Verbose error messages are a gift to attackers. A stack trace that reveals internal file paths, database table names, or framework versions gives an attacker a detailed map of the application's internals. Production error responses should return generic messages to end users while logging full diagnostic details to internal monitoring systems.

Here's the difference in practice:

# UNSAFE - leaks internal details to the user
except Exception as e:
	return jsonify({"error": str(e), "trace": traceback.format_exc()}), 500
# SAFE - generic response, detailed internal log
except Exception as e:
	logger.error(f"Payment processing failed: {e}", exc_info=True)
	return jsonify({"error": "Something went wrong. Please try again."}), 500

Logging itself introduces security concerns when handled carelessly. Passwords, API tokens, session IDs, and PII should never appear in log output. Log injection attacks, where an attacker inserts newline characters or control sequences into logged fields, can corrupt audit trails and mislead incident responders.

What to log: authentication events (successful logins, failed attempts, logouts, password resets) with timestamps, user identifiers, and source IPs. Authorisation denials with the user, the resource, and the reason for the block. Input validation failures that could indicate probing or scanning.

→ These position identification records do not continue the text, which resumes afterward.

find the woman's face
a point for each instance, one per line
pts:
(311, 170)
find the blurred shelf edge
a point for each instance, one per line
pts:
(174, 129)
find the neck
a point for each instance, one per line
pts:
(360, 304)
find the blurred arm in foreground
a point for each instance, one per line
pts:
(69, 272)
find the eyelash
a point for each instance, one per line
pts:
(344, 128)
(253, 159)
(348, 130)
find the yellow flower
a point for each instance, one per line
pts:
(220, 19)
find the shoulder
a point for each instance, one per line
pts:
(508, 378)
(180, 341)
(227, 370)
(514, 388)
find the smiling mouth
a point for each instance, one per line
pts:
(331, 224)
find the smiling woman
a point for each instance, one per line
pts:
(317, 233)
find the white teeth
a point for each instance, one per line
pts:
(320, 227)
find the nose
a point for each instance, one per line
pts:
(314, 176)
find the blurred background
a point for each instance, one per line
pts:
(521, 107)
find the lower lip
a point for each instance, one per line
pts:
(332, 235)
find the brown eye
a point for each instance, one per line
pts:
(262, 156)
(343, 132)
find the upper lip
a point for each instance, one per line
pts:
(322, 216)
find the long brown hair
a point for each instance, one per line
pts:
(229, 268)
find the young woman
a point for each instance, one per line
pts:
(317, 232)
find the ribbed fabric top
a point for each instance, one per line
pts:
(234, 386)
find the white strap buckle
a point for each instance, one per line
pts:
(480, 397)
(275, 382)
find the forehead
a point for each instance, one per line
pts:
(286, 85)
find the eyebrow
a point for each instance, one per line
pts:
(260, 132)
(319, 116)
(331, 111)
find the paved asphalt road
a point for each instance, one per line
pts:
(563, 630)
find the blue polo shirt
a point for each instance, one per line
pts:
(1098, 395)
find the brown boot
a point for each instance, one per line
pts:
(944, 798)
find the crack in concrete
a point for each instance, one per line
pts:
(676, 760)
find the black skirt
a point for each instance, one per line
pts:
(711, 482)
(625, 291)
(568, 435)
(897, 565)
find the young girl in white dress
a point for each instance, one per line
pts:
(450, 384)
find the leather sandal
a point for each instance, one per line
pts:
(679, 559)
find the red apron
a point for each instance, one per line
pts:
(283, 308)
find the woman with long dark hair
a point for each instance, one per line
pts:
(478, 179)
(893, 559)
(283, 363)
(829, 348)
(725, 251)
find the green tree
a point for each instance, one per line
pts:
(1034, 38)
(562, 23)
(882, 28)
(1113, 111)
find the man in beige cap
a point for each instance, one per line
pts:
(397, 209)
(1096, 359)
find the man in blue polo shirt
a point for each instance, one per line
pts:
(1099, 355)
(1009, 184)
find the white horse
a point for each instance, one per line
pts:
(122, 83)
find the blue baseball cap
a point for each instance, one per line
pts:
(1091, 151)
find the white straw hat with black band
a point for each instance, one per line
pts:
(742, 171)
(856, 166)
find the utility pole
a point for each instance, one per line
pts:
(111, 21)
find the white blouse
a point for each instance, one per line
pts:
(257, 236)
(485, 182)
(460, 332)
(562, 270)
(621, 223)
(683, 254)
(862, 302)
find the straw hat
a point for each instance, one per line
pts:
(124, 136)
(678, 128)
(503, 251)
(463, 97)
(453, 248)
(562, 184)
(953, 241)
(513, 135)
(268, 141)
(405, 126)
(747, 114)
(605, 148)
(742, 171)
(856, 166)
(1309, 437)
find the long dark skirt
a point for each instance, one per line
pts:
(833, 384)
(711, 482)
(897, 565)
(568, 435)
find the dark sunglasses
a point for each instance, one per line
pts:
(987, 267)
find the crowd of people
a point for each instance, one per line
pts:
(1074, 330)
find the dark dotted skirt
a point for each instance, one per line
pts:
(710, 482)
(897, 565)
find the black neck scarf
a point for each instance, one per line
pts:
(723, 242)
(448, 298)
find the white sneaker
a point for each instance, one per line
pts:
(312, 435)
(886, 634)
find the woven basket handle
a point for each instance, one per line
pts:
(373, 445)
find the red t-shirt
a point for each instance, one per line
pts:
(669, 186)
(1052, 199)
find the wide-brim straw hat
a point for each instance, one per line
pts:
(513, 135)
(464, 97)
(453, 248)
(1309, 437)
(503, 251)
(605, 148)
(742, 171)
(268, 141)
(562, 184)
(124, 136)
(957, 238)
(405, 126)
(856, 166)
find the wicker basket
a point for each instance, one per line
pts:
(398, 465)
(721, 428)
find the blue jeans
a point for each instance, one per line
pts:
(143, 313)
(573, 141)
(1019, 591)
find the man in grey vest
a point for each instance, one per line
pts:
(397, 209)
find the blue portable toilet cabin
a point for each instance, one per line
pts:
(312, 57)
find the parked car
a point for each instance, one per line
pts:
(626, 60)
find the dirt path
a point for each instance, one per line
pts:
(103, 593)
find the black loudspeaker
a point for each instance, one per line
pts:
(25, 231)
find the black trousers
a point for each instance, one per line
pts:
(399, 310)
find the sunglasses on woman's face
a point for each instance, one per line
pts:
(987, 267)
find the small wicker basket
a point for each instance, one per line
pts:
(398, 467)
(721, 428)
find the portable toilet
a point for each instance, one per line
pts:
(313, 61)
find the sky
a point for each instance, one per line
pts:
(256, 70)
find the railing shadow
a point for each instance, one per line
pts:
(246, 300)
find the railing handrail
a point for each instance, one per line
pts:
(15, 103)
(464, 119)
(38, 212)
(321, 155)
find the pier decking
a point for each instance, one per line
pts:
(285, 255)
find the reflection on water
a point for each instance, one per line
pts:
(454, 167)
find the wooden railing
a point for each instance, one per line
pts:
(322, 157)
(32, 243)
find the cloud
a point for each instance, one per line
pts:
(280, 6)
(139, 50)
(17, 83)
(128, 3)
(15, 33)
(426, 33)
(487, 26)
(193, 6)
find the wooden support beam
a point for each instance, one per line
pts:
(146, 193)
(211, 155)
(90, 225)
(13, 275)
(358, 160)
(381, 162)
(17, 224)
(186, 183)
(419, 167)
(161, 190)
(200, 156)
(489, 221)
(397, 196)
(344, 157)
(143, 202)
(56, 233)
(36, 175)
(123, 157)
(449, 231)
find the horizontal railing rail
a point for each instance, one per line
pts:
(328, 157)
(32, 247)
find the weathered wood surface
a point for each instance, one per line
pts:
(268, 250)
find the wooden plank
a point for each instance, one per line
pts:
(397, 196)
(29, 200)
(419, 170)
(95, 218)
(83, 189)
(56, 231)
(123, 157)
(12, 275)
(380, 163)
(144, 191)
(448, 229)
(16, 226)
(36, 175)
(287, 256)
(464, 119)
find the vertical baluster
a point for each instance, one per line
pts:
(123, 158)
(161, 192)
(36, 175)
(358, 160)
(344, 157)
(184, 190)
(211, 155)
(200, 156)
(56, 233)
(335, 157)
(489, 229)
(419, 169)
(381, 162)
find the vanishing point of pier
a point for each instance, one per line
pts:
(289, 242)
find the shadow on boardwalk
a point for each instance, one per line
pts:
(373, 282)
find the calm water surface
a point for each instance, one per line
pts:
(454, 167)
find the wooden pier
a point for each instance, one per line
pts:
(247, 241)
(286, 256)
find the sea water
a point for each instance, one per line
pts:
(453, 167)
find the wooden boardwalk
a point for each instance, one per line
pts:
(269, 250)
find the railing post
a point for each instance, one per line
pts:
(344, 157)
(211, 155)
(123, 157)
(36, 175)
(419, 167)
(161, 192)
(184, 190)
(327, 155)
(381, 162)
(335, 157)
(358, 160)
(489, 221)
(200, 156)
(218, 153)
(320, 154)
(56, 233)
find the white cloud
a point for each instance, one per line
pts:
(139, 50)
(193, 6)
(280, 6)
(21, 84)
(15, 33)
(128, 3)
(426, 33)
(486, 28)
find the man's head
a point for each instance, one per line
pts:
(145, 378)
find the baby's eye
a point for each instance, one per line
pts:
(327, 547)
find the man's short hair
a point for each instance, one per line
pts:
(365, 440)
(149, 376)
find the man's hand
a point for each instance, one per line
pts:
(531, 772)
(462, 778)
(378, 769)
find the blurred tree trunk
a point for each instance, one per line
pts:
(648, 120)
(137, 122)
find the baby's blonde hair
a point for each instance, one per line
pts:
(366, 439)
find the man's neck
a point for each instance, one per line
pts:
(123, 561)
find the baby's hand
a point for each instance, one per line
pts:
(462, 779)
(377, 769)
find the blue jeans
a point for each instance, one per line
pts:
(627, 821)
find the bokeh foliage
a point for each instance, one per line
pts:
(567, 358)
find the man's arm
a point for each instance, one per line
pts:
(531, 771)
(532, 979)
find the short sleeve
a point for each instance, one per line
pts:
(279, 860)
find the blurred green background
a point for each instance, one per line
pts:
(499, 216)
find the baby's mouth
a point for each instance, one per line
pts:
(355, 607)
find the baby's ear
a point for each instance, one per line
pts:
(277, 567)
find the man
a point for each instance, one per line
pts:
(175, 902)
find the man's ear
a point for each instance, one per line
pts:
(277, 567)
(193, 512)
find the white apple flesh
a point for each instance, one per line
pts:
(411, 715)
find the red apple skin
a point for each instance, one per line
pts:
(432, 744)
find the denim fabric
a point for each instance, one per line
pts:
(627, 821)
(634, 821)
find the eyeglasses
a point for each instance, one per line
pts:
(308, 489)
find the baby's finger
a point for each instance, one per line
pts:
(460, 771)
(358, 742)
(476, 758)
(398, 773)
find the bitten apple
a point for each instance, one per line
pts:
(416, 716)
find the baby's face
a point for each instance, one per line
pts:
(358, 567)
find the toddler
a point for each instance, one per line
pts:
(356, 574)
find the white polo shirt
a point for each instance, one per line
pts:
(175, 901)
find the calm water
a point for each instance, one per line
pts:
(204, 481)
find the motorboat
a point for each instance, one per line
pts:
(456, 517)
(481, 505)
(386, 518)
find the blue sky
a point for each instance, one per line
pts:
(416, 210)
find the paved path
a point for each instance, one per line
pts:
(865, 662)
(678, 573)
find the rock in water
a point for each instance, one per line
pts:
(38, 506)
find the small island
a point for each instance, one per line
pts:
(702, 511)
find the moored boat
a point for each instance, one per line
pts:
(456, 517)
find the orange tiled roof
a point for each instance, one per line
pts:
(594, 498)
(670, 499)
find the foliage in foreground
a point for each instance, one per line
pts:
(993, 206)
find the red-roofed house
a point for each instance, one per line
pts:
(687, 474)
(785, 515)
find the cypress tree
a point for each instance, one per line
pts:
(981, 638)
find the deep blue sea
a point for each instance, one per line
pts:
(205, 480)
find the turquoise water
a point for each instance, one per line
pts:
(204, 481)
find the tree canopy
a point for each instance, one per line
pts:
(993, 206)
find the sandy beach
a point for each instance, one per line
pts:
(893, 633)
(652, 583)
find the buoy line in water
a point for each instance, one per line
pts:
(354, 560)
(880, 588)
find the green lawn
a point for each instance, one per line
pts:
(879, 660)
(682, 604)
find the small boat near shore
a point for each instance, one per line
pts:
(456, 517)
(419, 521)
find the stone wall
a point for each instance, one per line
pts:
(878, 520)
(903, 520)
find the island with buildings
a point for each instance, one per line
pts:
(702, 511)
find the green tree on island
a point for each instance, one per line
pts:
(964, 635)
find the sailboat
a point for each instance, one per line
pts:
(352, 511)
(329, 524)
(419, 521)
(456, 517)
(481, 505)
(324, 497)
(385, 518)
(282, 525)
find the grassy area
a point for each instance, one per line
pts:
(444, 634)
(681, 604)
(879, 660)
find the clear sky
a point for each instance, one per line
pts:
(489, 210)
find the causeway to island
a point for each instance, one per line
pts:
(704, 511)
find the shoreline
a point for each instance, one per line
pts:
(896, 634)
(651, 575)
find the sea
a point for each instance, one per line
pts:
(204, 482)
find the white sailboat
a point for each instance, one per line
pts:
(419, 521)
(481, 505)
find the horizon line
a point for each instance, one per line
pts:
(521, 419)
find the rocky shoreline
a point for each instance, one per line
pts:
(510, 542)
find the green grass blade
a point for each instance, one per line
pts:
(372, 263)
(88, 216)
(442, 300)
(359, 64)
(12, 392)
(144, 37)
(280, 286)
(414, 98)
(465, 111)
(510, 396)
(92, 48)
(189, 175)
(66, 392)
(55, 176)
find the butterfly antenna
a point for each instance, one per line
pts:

What to never log: passwords, tokens, API keys, session IDs, full credit card numbers, Social Security numbers, or raw request bodies that may contain sensitive user data.

How AI code review catches what reviewers miss

Human reviewers bring judgment to business logic, architecture, and context-specific risks. But they lose focus over time, especially with large or multiple PRs. Security checks are repetitive, but they also depend on context. Verifying queries, data flows, access control, and secrets requires understanding how changes interact across files.

Refacto reviews the full PR context to identify vulnerability patterns, exposed secrets, insecure data flows, and missing validation. It runs automatically and delivers inline comments with actionable fixes.

The most effective process combines both:

AI handles repetitive checks and surfaces contextual risks across the PR
Humans focus on deeper issues like business logic and architecture

With a consistent checklist and AI-assisted review, teams can catch vulnerabilities early without slowing down development.